I did not bring a camera along as I embarked on this adventure. I have a smart phone, and I have the possibility to buy a camera should I need and/or miss one. So far however, I don’t. Sure, I like having nice pictures to look back at and remember things. It is fun to be able to show everybody what has happened and what everybody and everything look like. But at the same time I know that I am really bad at both bringing the camera to an event and actually taking it out of my purse to use it.
The moments in life that mean something don’t become more special just because you have them captured in a shot. When we were at Kangaroo Island lots of my fellow travelers ran around like chicken for hours when we visited places. I took two, maybe three pictures if I felt like it and then I sat down somewhere and just looked around, without the camera lens between my eye and the sight. I tried to capture the moment and to enjoy just being there then. Everybody thought I was silly and that I didn’t care enough about the place to explore it, but the fact is that I explored it a lot more than they did since I actually looked around. With my eyes, of course, but also with my other senses, with my memory and my feelings; instead of having forty pictures of myself next to a rock that could technically be a rock from anywhere.

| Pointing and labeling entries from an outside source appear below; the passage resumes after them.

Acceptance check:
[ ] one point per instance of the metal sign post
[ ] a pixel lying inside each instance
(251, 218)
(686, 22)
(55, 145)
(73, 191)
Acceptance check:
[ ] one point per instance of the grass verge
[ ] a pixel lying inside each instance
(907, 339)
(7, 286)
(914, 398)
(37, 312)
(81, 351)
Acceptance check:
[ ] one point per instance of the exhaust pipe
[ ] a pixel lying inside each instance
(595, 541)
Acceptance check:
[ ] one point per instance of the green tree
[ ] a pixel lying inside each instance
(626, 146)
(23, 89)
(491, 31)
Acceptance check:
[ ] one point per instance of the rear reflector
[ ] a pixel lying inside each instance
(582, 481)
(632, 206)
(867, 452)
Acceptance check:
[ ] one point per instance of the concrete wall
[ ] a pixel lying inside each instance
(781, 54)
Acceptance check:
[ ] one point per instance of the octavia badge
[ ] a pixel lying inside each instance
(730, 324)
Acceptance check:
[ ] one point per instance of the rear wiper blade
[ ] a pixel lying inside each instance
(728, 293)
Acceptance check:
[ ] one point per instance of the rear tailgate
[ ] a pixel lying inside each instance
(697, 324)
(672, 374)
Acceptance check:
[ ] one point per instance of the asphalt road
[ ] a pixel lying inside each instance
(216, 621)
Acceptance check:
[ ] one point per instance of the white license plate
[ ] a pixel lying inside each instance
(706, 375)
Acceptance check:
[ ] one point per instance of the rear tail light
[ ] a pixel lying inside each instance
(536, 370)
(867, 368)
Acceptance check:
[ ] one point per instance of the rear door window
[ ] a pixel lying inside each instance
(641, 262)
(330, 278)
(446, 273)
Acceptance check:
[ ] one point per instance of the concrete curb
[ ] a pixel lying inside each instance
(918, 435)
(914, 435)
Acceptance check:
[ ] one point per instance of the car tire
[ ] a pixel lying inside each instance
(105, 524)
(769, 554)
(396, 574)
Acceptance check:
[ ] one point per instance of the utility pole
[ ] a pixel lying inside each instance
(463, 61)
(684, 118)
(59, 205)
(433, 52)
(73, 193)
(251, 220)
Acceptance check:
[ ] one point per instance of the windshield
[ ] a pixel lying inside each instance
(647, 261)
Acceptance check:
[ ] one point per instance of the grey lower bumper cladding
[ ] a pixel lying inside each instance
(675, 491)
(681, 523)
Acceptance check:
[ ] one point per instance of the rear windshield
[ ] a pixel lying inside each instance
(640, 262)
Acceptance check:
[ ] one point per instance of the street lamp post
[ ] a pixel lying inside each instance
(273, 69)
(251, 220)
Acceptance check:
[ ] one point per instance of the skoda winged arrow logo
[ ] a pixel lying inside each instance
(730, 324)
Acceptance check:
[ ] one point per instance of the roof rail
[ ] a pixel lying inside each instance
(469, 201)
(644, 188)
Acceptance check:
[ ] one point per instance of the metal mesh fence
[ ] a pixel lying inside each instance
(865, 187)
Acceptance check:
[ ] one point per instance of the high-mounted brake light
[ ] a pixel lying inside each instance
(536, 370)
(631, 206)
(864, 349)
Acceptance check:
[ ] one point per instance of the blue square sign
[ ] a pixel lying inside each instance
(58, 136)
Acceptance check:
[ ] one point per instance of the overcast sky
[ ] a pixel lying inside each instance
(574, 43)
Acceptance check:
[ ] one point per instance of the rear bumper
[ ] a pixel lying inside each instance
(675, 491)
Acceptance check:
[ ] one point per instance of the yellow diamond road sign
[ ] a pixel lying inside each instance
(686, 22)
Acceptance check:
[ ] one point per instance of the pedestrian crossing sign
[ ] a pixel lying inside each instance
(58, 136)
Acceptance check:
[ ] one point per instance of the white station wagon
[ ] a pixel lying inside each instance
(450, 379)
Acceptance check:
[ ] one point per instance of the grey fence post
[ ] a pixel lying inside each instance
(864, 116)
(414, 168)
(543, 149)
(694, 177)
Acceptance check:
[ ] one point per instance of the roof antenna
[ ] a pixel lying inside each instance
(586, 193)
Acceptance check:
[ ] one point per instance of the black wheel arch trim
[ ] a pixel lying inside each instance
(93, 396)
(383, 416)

If you’re interested in photography, it is a whole different story, but many people go crazy while abroad and have to take pictures of everything! There were even people on this trip that spent time planning on how to pose in the next shot, how to place themselves next to a road kill kangaroo, how to position their leg to look as cool as possible.
When the guide asked us afterwards what the place we just visited was called, not many people could answer. A bit sad if you ask me.